Canadians are searching for top stocks to put in their RRSP portfolios.
Let’s take a look at Telus Corporation (TSX:T)(NYSE:TU) and Royal Bank of Canada (TSX:RY)(NYSE:RY) to see if one is more attractive today.
Telus
Telus reported solid Q4 2017 results with a 4.9% increase in consolidated operating revenue compared to the same period in 2016.
Customer growth continued at a steady pace, with 156,000 postpaid wireless, internet, and TV customer additions in the quarter, representing a 23% year-over-year increase.
Telus works hard to keep its customers happy, and the efforts are paying off in low levels of lost customers. The company reported an industry-leading wireless postpaid churn rate of less than 1%.

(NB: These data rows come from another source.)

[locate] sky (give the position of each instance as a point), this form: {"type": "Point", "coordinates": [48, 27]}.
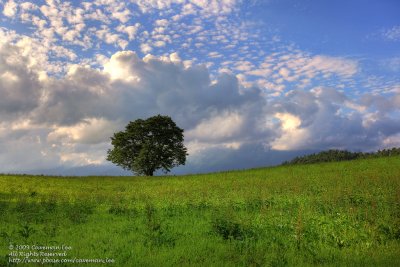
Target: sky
{"type": "Point", "coordinates": [252, 83]}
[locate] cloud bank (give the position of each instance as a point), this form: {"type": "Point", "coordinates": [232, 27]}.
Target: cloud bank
{"type": "Point", "coordinates": [67, 120]}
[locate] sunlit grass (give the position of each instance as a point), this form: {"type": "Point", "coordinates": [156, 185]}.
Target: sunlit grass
{"type": "Point", "coordinates": [333, 214]}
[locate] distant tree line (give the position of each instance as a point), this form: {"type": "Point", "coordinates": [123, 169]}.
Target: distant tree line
{"type": "Point", "coordinates": [341, 155]}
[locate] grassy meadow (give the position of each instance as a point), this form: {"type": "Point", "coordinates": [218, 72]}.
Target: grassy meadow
{"type": "Point", "coordinates": [328, 214]}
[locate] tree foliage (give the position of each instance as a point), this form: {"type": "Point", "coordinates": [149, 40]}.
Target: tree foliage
{"type": "Point", "coordinates": [148, 145]}
{"type": "Point", "coordinates": [340, 155]}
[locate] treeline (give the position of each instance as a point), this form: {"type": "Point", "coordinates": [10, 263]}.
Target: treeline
{"type": "Point", "coordinates": [341, 155]}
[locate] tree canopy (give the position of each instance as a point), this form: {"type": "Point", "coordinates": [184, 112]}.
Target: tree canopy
{"type": "Point", "coordinates": [148, 145]}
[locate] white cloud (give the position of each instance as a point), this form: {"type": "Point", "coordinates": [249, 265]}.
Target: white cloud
{"type": "Point", "coordinates": [10, 8]}
{"type": "Point", "coordinates": [293, 137]}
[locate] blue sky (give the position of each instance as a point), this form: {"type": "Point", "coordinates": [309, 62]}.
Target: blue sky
{"type": "Point", "coordinates": [251, 82]}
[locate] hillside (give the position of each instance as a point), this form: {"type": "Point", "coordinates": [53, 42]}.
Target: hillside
{"type": "Point", "coordinates": [330, 214]}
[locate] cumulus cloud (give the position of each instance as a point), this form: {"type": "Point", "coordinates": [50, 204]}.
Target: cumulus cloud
{"type": "Point", "coordinates": [67, 120]}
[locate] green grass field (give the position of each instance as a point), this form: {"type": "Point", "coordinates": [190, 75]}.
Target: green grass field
{"type": "Point", "coordinates": [331, 214]}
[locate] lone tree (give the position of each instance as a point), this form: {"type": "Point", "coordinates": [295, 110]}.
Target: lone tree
{"type": "Point", "coordinates": [148, 145]}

Looking ahead, Telus sees 2018 revenue and EBITDA growth of up to 6% and 7%, respectively, and is targeting free cash flow of up to $1.4 billion.
The company has a strong history of raising the dividend and expects to boost the payout by at least 7% in 2018. At the time of writing, the stock provides a yield of 4.3%.
Royal Bank
Royal Bank generated fiscal 2017 profit of nearly $11.5 billion.
The company has a balanced revenue stream, with strong operations in personal and commercial banking, capital markets, wealth management, and insurance.
In late 2015, Royal Bank made a big move into the United States with its US$5 billion purchase of City National, a California-based commercial and private bank. The deal provided Royal Bank with a solid platform to expand its presence in the segment.
Rising interest rates have some investors wondering if trouble could be on the way for the Canadian housing market. It’s true that a steep jump in mortgage costs could trigger a wave of home sales, but most analysts expect a gradual pullback in house prices.
Royal Bank has a large mortgage portfolio, but the loan-to-value ratio on the uninsured loans is low enough that Royal Bank can handle a rough patch in the housing sector.
Overall, rising rates tend to be positive for the banks.
Royal Bank has a strong track record of sharing profits with investors and raises the payout on a regular basis. The current dividend provides a yield of 3.7%.
Is one more attractive for an RRSP?
Both companies are market leaders and should continue to be solid buy-and-hold picks for an RRSP portfolio. At this point, I would probably split a new investment between the two stocks.